Old Russian Icons
The Theotokos of Vladimir



Before entering the world of Russian iconography, we need to consider one icon that stands as a symbolic link between the Byzantine and Russian cultures. This icon is the Theotokos of Vladimir, perhaps the most venerated icon in Russia. The Greek word "Theotokos" can be translated into English as "Mother of God" or "God-bearer." This title of the Mother of Jesus was adopted by the Christian Church at the Third Ecumenical Council of Ephesus in 431.

The icon was presented to Russian Grand Prince Yuri Dolgoruky by the Patriarch of Constantinople about 1132. In 1156 Yuri's son, Prince Andrey Bogolyubsky, brought the icon from Kiev to Bogolyubovo, his estate near the town of Vladimir.

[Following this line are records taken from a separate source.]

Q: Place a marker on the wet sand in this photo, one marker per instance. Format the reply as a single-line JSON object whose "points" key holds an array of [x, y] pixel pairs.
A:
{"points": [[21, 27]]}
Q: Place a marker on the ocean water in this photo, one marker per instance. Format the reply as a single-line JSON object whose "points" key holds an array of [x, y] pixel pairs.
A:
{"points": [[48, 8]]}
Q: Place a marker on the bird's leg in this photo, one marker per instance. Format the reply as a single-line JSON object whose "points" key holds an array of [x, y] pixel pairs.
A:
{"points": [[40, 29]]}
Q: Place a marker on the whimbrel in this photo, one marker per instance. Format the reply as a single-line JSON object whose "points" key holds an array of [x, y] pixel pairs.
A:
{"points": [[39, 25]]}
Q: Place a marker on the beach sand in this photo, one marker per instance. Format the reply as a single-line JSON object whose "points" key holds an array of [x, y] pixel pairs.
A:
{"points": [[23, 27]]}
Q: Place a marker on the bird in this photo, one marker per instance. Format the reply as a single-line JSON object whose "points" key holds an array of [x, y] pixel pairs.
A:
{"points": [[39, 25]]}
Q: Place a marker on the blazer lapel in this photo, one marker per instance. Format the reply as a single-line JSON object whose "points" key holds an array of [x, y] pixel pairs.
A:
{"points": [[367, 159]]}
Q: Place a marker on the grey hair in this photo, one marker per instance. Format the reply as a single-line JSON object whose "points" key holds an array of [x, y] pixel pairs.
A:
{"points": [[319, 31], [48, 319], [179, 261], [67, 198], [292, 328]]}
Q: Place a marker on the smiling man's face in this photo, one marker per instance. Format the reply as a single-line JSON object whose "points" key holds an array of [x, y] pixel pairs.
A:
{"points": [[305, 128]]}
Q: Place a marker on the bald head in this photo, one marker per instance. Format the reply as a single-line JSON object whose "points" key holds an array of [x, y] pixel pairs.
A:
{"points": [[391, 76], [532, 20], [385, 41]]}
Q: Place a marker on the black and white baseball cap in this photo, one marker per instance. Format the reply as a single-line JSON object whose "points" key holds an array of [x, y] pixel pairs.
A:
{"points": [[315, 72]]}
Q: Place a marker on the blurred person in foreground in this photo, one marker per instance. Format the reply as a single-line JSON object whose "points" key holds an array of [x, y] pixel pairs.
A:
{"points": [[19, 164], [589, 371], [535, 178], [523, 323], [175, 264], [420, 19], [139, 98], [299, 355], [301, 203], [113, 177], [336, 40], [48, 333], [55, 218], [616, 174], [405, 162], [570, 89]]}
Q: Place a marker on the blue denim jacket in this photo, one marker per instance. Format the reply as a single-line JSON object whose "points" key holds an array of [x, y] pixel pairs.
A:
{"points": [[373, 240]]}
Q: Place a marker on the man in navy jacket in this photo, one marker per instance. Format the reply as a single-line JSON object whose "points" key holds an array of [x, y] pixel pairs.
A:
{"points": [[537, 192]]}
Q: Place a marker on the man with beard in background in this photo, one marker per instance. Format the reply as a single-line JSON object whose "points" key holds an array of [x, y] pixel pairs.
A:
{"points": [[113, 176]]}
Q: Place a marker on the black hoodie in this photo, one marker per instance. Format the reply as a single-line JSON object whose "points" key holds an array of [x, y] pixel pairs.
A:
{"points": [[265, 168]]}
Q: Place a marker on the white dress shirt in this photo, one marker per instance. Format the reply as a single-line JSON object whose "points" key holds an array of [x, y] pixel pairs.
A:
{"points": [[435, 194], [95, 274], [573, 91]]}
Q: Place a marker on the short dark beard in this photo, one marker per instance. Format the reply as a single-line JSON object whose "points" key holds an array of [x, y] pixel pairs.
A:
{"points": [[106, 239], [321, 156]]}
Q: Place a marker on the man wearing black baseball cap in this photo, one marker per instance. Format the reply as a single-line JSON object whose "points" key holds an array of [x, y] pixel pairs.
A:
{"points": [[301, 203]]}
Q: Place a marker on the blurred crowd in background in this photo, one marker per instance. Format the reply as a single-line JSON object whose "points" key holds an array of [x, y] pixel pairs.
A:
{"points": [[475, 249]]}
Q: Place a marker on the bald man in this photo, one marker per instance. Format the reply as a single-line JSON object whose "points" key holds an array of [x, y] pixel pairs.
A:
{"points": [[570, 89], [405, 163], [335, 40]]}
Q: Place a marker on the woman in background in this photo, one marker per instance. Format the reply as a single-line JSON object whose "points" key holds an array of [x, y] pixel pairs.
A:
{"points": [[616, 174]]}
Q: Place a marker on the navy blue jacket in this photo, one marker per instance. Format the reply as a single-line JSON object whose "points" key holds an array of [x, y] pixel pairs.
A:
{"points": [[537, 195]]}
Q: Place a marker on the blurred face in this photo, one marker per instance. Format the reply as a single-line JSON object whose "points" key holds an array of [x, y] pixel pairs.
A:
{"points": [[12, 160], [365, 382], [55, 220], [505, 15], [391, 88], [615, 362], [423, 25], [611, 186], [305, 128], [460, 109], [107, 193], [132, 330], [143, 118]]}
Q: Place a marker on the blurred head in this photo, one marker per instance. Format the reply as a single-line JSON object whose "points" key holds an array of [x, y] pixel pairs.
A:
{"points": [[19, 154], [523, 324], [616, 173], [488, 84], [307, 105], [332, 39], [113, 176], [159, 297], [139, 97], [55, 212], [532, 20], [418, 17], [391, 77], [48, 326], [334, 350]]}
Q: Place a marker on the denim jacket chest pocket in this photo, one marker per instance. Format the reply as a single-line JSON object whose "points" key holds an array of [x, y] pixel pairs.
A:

In 1167 it was installed in the Dormition Cathedral in Vladimir. Ever since the icon has been called "Vladimirskaya Bogomater", which is the Russian for "the Theotokos of Vladimir."

The icon was brought to Moscow in 1395 to protect the city from the advancing hordes of the Turkic conqueror Khan Tamerlane. The Muscovites prayed to the Mother of God and were delivered from the threat. Tamerlane's army pillaged parts of the Ryzan principality, south of Moscow, and then suddenly left Russian lands.

Muscovite chronicles also report that in 1480 the icon turned away the army of the Mongol Khan Akhmet during his bloodless confrontation with the army of Ivan III on the Ugra river, thus putting an end to the Mongol Yoke in Russia.

In 1591 the army of Crimean Khan Kazy Girei approached Moscow but unexpectedly turned back without engaging into a major battle. This deliverance was also attributed to the patronage of the Theotokos.

For several centuries the icon was kept in the Dormition Cathedral of the Moscow Kremlin. During the Soviet era, it was on display at the State Tretyakov Gallery in Moscow, Russia. In 1999 the icon was installed in the Church of St. Nicholas in Tolmachy, adjacent to the Tretyakov Gallery.